Creating yourself

「自分発見の旅から自分創造の旅へ」  

記憶の片隅から

2009-05-04 09:16:19 | 旅行

田舎の街を花見がてらに散歩していたら、ある線路の脇に来て心地よいなつかしさがよみがえってきた。この道を通るのは何十年ぶりだろう。誰かの家が近くにあってそのうちに遊びに行ったことがるのを思い出した。誰の家だったんだろう。ふとI先生の名前が浮かんできた。I先生には教わったことがなかったけど、兄が2・3年教わったことがあり、母や兄からいい先生だったことをよく聞かされていた。
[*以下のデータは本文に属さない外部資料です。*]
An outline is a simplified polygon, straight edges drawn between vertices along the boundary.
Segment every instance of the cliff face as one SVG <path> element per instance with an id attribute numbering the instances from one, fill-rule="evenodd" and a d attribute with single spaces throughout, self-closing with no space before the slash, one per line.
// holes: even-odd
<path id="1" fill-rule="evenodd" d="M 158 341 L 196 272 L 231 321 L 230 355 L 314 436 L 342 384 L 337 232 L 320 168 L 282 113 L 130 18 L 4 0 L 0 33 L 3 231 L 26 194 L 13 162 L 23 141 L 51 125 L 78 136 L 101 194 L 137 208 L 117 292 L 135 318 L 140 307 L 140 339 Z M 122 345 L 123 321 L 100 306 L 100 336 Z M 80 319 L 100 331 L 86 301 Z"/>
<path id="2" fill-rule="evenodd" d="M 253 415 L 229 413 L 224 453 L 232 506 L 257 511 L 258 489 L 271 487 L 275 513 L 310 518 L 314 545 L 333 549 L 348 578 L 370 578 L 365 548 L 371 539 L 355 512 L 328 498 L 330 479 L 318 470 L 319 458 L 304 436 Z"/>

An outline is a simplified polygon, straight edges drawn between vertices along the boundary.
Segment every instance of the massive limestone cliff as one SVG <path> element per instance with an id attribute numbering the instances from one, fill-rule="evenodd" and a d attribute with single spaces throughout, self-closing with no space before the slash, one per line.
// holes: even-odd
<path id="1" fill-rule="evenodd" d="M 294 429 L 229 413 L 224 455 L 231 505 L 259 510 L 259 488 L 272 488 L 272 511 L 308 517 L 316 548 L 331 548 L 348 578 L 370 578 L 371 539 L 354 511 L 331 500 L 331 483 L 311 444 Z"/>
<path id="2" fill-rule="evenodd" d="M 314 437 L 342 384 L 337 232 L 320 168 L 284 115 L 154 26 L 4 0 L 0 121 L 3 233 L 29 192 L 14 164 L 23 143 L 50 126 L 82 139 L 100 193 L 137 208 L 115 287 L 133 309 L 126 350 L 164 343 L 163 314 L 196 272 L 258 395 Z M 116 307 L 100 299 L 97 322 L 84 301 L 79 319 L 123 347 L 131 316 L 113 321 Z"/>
残念ながら私は自分の小学校の時代の先生にはあまり好ましい思い出はなく、I先生だって兄のつてで何十年も前に遊びに行った私のことなどわかりもしないだろう。母に聞くとI先生は父と同じ年で80になるという。

せっかくだから先生のうちに田舎らしく、何の約束もなく立ち寄ってみることにした。耳が遠く、記憶力の弱まったか弱いおばぁさんの姿を覚悟していた。庭で植木の世話をしていたI先生は私と母の姿を見るなり、いきなり「あらYuko-chanじゃないの」と呼びかける。「よくわかりましたね。」「だって、あなた有名だったもの」つつましく(?)生きてきた私にも有名という言葉があてはまる時期があったのだろうか。それにしても、I先生の記憶力の明瞭さ。話し方も動き方もぜんぜん衰えを見せていない。
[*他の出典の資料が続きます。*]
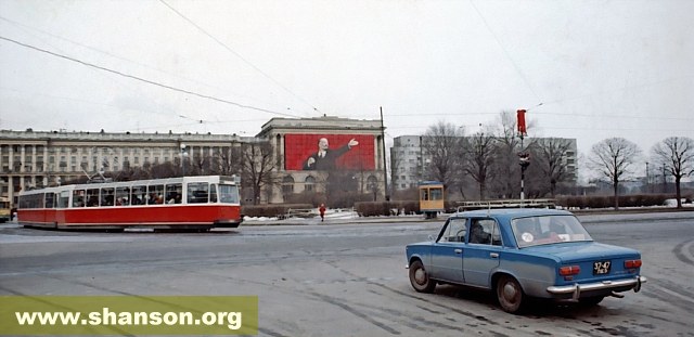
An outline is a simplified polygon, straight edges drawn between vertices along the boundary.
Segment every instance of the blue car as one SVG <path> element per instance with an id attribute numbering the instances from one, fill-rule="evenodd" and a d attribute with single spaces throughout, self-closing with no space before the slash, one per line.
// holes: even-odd
<path id="1" fill-rule="evenodd" d="M 492 290 L 501 308 L 520 312 L 529 298 L 597 304 L 606 296 L 639 291 L 638 250 L 593 242 L 570 212 L 490 209 L 451 216 L 434 239 L 406 248 L 410 283 Z"/>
私は○十年ぶりにお会いしたのだが、私についての話は10分程度であとは母の、ほとんどテーマが誰のことなのかいつのまにか変わっているとりとめのない世間話で2時間は過ぎた。先生は本当は私の話の方を聞きたかったのにと苦笑しながらも、母のつまらない話につきあう優しさを持っている。心地よいなつかしさは、I先生の大きな包容力だったのかもしれない。直接教えをいただいたことはないが、2学期間のみ同じ学校の屋根の下にいたことがある(これも私は先生に言われるまで忘れていた)。私の担任の先生の名前まで覚えてらした(私は忘れていたけど)。転校生だったが田舎では転校生が珍しくていつも注目の的になり、それで先生が有名だったとおっしゃったのだろう。

なつかしさをひもどく甘美なひとときだった。